Senyawa etanol menyusup ke setiap sudut. Mekanismenya begitu brutal: molekul alkohol melarutkan lapisan lemak pada membran sel secara instan, menyedot air keluar dari sitoplasma, dan menggumpalkan protein-protein penting di dalam tubuh bakteri. Bibo melihat dengan mata kepalanya sendiri melalui sensor struktur bagaimana sel-sel di sekitarnya hancur. Dinding sel mereka retak, membran mereka robek, dan isi sel mereka meluap keluar, larut dalam cairan beracun tersebut.

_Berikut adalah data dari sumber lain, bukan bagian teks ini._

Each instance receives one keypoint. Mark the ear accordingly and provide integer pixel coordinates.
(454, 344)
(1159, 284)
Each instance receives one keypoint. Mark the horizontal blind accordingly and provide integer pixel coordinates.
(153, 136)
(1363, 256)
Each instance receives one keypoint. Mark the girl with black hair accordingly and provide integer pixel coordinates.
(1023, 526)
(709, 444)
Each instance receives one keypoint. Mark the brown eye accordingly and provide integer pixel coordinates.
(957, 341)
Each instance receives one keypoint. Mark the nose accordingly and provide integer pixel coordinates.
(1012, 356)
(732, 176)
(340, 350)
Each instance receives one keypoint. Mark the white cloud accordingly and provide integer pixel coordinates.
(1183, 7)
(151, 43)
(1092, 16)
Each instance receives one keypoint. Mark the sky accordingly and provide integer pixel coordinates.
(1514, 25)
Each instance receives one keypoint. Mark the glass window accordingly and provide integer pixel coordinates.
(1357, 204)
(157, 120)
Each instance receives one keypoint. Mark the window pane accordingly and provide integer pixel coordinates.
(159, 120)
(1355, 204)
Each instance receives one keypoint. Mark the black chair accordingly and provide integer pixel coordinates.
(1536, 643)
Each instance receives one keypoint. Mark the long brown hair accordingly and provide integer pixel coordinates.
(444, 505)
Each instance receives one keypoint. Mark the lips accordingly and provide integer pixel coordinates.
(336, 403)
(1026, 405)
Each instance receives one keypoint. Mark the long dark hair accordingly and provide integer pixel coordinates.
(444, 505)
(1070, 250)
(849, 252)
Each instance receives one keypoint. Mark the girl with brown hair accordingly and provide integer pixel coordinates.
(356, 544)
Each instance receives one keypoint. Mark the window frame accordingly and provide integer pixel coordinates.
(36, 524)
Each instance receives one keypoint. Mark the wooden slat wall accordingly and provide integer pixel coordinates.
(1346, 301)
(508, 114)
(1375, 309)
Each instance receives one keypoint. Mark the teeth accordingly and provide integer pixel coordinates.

"Zea!" teriak Bibo, mencoba menjangkau saudaranya.
Zea berada di area terbuka. Matriks biofilm yang dibangunnya terkikis dalam hitungan mikrodetik oleh daya larut etanol yang dahsyat. Dinding sel Zea mulai melengkung tak berdaya.
"Bibo... masuk ke dalam... serat..." suara sinyal Zea melemah saat protein pembawanya terdenaturasi satu per satu, hingga akhirnya selnya pecah menjadi serpihan molekul tak bernyawa.
"Tidak!" Bibo menjerit.
Sebuah dorongan gelombang menghempaskan Bibo dari pegangannya. Pili-pili bagian depannya putus. Dalam keputusasaan, ia melepaskan seluruh cadangan energinya untuk menggerakkan sisa flagelanya, melawan arus etanol yang membakar. Ia membedah jalan melewati runtuhan sel-sel kawannya yang telah mati, menuju sebuah retakan mikroskopis yang sangat dalam di dalam serat kayu jati tempat di mana cairan pembersih tidak bisa masuk karena tegangan permukaan.
Ia melemparkan dirinya ke dalam kegelapan retakan tersebut tepat saat sebuah usapan tisu raksasa menyapu permukaan meja, menyedot miliaran jiwa dan sisa-sisa peradaban Aethel ke dalam ketiadaan.